Si ce mythe est tragique, c'est que son héros est conscient. Où serait
en effet sa peine, si à chaque pas l'espoir de réussir le soutenait ? L'ouvrier d'aujourd'hui travaille, tous les jours de sa vie, aux mêmes tâches
et ce destin n'est pas moins absurde. Mais il n'est tragique qu'aux rares
moments où il devient conscient. Sisyphe, prolétaire des dieux, impuissant et révolté, connaît toute l'étendue de sa misérable condition : c'est à elle qu'il pense pendant sa descente. La clairvoyance qui devait faire son
tourment consomme du même coup sa victoire. Il n'est pas de destin qui ne se surmonte par le mépris. [...]
On ne découvre pas l'absurde sans être tenté d'écrire quelque manuel du bonheur. « Eh ! quoi, par des voies si étroites... ? » Mais il n'y a qu'un monde. Le bonheur et l'absurde sont deux fils de la même terre. Ils sont inséparables. L'erreur serait de dire que le bonheur naît forcément de la
découverte absurde. Il arrive aussi bien que le sentiment de l'absurde naisse
du bonheur. « Je juge que tout est bien », dit Œdipe, et cette parole est sacrée.

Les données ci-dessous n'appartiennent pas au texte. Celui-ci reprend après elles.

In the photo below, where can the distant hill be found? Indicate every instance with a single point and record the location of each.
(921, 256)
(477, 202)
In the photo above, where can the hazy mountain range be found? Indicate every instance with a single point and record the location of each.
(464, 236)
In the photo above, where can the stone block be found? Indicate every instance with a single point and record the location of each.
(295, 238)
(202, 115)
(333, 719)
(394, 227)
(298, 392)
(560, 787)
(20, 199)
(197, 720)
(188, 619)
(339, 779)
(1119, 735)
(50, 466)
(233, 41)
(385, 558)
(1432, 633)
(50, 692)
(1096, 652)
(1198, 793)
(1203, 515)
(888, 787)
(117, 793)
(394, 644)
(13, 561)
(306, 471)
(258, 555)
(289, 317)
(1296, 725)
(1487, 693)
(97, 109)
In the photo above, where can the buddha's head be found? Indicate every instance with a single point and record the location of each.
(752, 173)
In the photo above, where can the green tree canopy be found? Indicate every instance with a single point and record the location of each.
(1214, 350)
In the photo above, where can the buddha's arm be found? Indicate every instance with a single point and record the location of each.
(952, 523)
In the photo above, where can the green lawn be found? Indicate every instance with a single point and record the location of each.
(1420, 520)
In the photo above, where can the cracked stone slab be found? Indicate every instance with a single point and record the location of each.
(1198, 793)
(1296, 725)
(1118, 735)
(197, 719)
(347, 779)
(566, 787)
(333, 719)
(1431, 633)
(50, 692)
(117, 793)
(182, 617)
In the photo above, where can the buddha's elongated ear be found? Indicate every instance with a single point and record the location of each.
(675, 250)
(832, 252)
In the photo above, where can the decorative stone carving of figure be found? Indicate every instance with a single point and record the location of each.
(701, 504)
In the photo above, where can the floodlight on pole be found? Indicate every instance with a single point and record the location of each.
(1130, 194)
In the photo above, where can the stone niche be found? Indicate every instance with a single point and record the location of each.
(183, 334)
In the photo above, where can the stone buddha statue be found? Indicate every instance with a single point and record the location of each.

Elle retentit dans l'univers farouche et limité de l'homme. Elle enseigne
que tout n'est pas, n'a pas été épuisé. Elle chasse de ce monde un dieu qui y
était entré avec l'insatisfaction et le goût des douleurs inutiles. Elle fait du
destin une affaire d'homme, qui doit être réglée entre les hommes. Toute la
joie silencieuse de Sisyphe est là. Son destin lui appartient. Son rocher est
sa chose. De même, l'homme absurde, quand il contemple son tourment,
fait taire toutes les idoles. Dans l'univers soudain rendu à son silence, les
mille petites voix émerveillées de la terre s'élèvent. Appels inconscients
et secrets, invitations de tous les visages, ils sont l'envers nécessaire et le
prix de la victoire. Il n'y a pas de soleil sans ombre, et il faut connaître la
nuit. L'homme absurde dit oui et son effort n'aura plus de cesse. S'il y a
un destin personnel, il n'y a point de destinée supérieure ou du moins il
n'en est qu'une dont il juge qu'elle est fatale et méprisable. Pour le reste,
il se sait le maître de ses jours. À cet instant subtil où l'homme se retourne sur sa vie, Sisyphe, revenant vers son rocher, contemple cette suite d'actions sans lien qui devient son destin, créé par lui, uni sous le regard de sa
mémoire et bientôt scellé par sa mort. Ainsi, persuadé de l'origine tout humaine de tout ce qui est humain, aveugle qui désire voir et qui sait que la nuit n'a pas de fin, il est toujours en marche. Le rocher roule encore.